I am basically using vLLM which uses ray for initializing clusters. I am facing difficulties in specifying GPU usage for different models for LLM inference pipeline. Specifically, I have 4 RTX 4090 GPUs available, and I want to run a LLM with a size of 42GB on 2 RTX 4090 GPUs (~48GB) and a separate model with a size of 22GB on 1 RTX 4090 GPU(~24GB).
However, I haven’t found a straightforward method within the ray library to specify which GPU should be used for each model.
from vllm import LLM
import os
os.environ["CUDA_VISIBLE_DEVICES"] = "0,1"
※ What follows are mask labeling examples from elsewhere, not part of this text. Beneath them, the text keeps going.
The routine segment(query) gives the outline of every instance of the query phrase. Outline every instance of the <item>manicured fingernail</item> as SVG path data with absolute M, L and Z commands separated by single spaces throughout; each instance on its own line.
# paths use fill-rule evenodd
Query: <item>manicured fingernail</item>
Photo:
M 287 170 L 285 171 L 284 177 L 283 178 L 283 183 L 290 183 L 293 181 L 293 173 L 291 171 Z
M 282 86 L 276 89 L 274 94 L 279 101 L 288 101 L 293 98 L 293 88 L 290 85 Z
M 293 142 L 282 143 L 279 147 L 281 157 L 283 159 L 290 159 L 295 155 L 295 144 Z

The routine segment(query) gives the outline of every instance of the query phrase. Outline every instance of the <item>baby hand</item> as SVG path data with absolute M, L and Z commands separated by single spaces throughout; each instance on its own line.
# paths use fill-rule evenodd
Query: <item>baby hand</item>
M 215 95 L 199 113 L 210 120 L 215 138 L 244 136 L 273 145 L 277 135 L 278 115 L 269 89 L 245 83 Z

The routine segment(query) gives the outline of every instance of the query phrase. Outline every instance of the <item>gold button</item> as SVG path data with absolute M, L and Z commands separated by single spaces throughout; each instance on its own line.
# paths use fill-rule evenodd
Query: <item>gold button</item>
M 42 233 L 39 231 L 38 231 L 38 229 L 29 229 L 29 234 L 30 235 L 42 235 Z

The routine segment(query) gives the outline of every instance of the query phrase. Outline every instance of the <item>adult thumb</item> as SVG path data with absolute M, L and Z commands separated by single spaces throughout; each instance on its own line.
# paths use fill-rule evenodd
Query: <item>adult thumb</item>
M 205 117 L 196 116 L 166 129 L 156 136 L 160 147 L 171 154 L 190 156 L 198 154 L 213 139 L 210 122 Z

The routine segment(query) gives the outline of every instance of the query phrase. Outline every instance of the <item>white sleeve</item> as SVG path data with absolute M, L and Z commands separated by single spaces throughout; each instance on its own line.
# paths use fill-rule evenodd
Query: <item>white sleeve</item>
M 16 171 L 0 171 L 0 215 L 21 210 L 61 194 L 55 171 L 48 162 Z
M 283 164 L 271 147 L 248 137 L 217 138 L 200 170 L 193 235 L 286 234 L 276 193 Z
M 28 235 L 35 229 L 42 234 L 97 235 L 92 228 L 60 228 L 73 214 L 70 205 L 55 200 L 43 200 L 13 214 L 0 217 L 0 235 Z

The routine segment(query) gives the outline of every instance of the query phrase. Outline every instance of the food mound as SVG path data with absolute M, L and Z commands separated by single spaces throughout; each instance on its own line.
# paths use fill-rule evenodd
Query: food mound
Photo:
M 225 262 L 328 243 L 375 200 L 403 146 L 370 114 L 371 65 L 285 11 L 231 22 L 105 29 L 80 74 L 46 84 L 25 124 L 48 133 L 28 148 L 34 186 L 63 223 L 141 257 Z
llm_1 = LLM(llm_1_name,max_model_len=50,gpu_memory_utilization=0.9, tensor_parallel_size=2)
os.environ["CUDA_VISIBLE_DEVICES"] = ""
os.environ["CUDA_VISIBLE_DEVICES"] = "2"
llm_2 = LLM(llm_2_name,max_model_len=50,gpu_memory_utilization=0.9, tensor_parallel_size=1)
It loads first llm on 2 gpus and when it tries to reintialize ray cluster for 2nd instance of llm It gives following error
RuntimeError: torch.distributed is already initialized but the torch world size does not match parallel_config.world_size (2 vs. 1).